The first phase, which runs until 2024, targets a 15 per cent reduction in deaths and a 10 per cent drop in serious injuries. It is backed by some €3.8 billion of investment. Among the key actions to be progressed in this period include:

  • a review of speed limits, particularly considering a 30km/h default speed limit in urban areas;
    an expansion of speed management measures using period speed limits at schools;

  • exploring the potential of developing an online portal for road users to upload footage of road traffic offences which could assist in prosecution; and
  • a review of penalties for serious road traffic offences including impaired driving, non-wearing of seat belts, and carrying children in vehicles without the appropriate safety restraints.

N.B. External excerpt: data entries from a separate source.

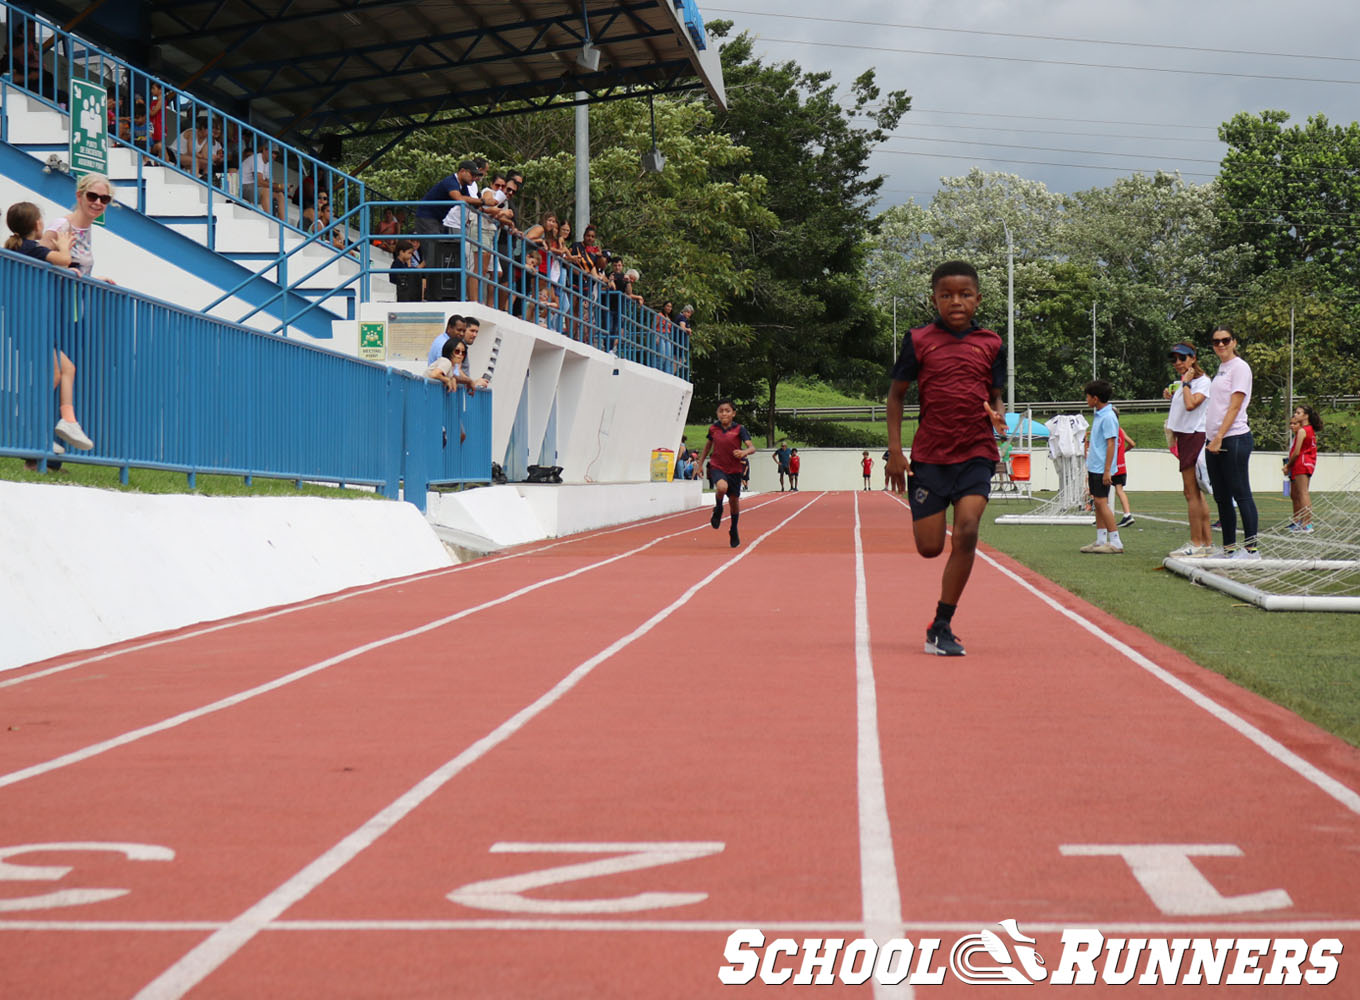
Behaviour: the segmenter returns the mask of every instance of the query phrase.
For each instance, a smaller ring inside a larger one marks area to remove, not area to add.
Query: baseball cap
[[[1181,357],[1183,357],[1183,358],[1197,358],[1197,357],[1199,357],[1199,352],[1196,351],[1195,348],[1194,348],[1193,346],[1191,346],[1190,344],[1187,344],[1187,343],[1186,343],[1185,341],[1183,341],[1183,340],[1182,340],[1179,344],[1175,344],[1175,345],[1172,346],[1172,348],[1171,348],[1171,353],[1172,353],[1172,354],[1179,354],[1179,355],[1180,355]]]

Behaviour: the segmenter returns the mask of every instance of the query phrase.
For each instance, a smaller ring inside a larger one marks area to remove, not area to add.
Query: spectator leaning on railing
[[[53,246],[44,246],[38,242],[38,238],[43,235],[42,213],[38,211],[38,206],[32,202],[21,201],[9,207],[5,213],[5,222],[9,225],[10,232],[13,234],[5,240],[5,249],[15,253],[24,254],[36,260],[46,261],[54,267],[65,267],[79,271],[71,259],[72,236],[70,229],[64,229],[53,237]],[[52,352],[52,388],[58,390],[58,406],[60,407],[60,417],[54,431],[57,437],[65,441],[72,448],[79,448],[88,451],[94,447],[94,442],[80,426],[80,421],[76,420],[75,407],[75,384],[76,366],[67,357],[66,352],[57,349]],[[53,444],[52,450],[58,455],[65,449],[61,445]],[[32,462],[31,467],[36,467],[37,462]]]
[[[444,350],[444,345],[450,340],[461,340],[463,331],[467,329],[467,320],[462,316],[450,316],[448,322],[444,324],[444,332],[430,341],[430,349],[425,355],[426,364],[434,364],[439,360],[440,354]]]
[[[431,267],[439,263],[439,256],[436,250],[439,245],[438,237],[447,232],[445,225],[446,217],[449,214],[450,202],[454,208],[466,208],[469,204],[475,203],[476,199],[468,193],[468,185],[472,183],[474,175],[477,173],[477,164],[472,160],[464,160],[458,164],[456,173],[443,178],[439,183],[425,192],[425,197],[421,199],[421,205],[416,209],[416,232],[424,237],[420,241],[421,257],[425,261],[426,267]],[[460,213],[461,217],[461,213]],[[444,281],[440,276],[431,284],[439,285]],[[437,298],[438,296],[427,293],[427,298]]]

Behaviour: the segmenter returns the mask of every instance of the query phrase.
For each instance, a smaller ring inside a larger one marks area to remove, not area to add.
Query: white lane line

    These actions will be carried out in tandem with other measures, such as investment in our roads infrastructure and walking and cycling facilities, and a review of road traffic policy and legislation to prioritise walking and cycling safety.

In order to deliver this ambitious strategy, a cross-government governance structure has been designed which will be overseen by a Ministerial Committee on Road Safety which I co-chair with the Minister for Justice, Helen McEntee TD.
This strategy is ambitious, but it is achievable. We have already demonstrated our ability to make our roads safer, and this strategy builds on progress made to date. Working together, I know we can achieve our targets for 2030, and lay the foundations to achieve Vision Zero in Ireland by 2050. I look forward to achieving Ireland’s safest decade on the roads by 2030, and a safer, healthier Ireland for all.